Pero eran tres, sobre todo, las construcciones cuyo descubrimiento tanto sorprendió al mundo. Se trataba de un jardín, una torre y una carretera, ninguno de los cuales tenía igual en toda la tierra.

Un día, Koldewey halló en el ángulo nordeste del palacio meridional una construcción abovedada que tuvo que registrar como muy extraña, incluso como única en su género por varios motivos. Primero, porque era la única construcción con sótano que se había descubierto hasta entonces en Babilonia; segundo, por no haberse visto en todo el país de los dos ríos ninguna obra semejante, de bóveda; tercero, por existir allí una fuente que consistía en tres pozos dispuestos de forma muy extraña; y porque después de reflexionar mucho, y no con gran seguridad, Koldewey adivinó que aquello podía ser un pozo de noria que debía haber servido para asegurar un riego continuo; y cuarto, porque en esta bóveda se habían empleado, no solamente ladrillos, sino también piedra sillar. Esta clase de piedra sólo se había encontrado en otro lugar de Babilonia, en la muralla norte del
Kasr
.

Estudiando todas las características de tan extraño edificio, resaltaba la notable perfección técnica y arquitectónica de su construcción, sobre todo habida cuenta de la época en que fue erigido. De todo ello se deduce que debía haber servido para una finalidad especialísima.

En un minuto feliz se le ocurrió la solución a Koldewey. En toda la literatura respecto a Babilonia, en Josefo, en Diodoro, en Ctesias, en Estrabón y en todas las escrituras cuneiformes que se habían descifrado hasta entonces referentes a la ciudad «pecadora», sólo se citan dos párrafos, que destacan notablemente, en los que se alude al empleo de la piedra sillar: se trata de la muralla septentrional del
Kasr
(donde Koldewey la había encontrado ya) y los legendarios «jardines colgantes de Semíramis».

¿Acaso Koldewey había descubierto aquellos jardines espléndidos, de cuya belleza se hablaba en todo el mundo antiguo considerándolos como una de las siete maravillas del mundo y relacionándolos con el nombre de la Semíramis legendaria?

Tal hallazgo, tal hipótesis, nacida de una intuición feliz, provocó una tensión febril en cuantos removían la tierra, una excitación sin límites en todos los que participaban en la excavación.

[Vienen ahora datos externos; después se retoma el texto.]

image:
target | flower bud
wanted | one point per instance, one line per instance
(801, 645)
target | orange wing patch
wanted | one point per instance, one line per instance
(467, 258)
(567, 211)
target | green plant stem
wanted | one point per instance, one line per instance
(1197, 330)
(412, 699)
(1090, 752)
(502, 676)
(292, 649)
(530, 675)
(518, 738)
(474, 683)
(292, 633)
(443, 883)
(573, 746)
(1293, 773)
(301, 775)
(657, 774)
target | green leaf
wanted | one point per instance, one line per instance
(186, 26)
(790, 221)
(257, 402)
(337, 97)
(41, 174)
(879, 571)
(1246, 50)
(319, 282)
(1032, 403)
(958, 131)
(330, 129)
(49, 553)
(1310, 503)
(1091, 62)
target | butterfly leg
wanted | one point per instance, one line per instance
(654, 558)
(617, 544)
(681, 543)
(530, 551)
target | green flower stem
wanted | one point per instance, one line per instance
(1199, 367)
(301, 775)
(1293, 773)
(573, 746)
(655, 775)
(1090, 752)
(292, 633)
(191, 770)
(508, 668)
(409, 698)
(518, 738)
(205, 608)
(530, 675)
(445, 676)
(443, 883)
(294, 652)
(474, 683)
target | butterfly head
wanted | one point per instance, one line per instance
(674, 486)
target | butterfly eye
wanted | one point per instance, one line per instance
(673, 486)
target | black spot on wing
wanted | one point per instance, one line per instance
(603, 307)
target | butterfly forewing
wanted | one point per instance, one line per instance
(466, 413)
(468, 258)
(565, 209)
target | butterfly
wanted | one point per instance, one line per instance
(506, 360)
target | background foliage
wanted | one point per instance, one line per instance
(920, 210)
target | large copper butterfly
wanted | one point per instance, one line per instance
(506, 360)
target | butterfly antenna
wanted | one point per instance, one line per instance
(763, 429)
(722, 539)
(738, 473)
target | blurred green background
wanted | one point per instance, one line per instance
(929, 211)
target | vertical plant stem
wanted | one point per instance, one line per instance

Las discusiones de los entendidos se hacían interminables, y tanto en el lugar de las excavaciones como ante las tiendas o en las viviendas, se sucedían los debates violentos de los profesionales de poder asistir al momento en que se iba a aclarar lo que durante miles de años había sido un enigma.

Koldewey examinaba constantemente las noticias de los escritores antiguos. Cotejaba cada frase, cada línea, cada palabra; estudió incluso filología comparada, que hasta entonces desconocía, y cada vez se afirmaba más en su hipótesis. Sí, aquello no podía ser otra cosa sino la bóveda que sostenía los «pensiles», regándolos con una perfección entonces desconocida y casi inconcebible, lo cual les daba florecimiento constante.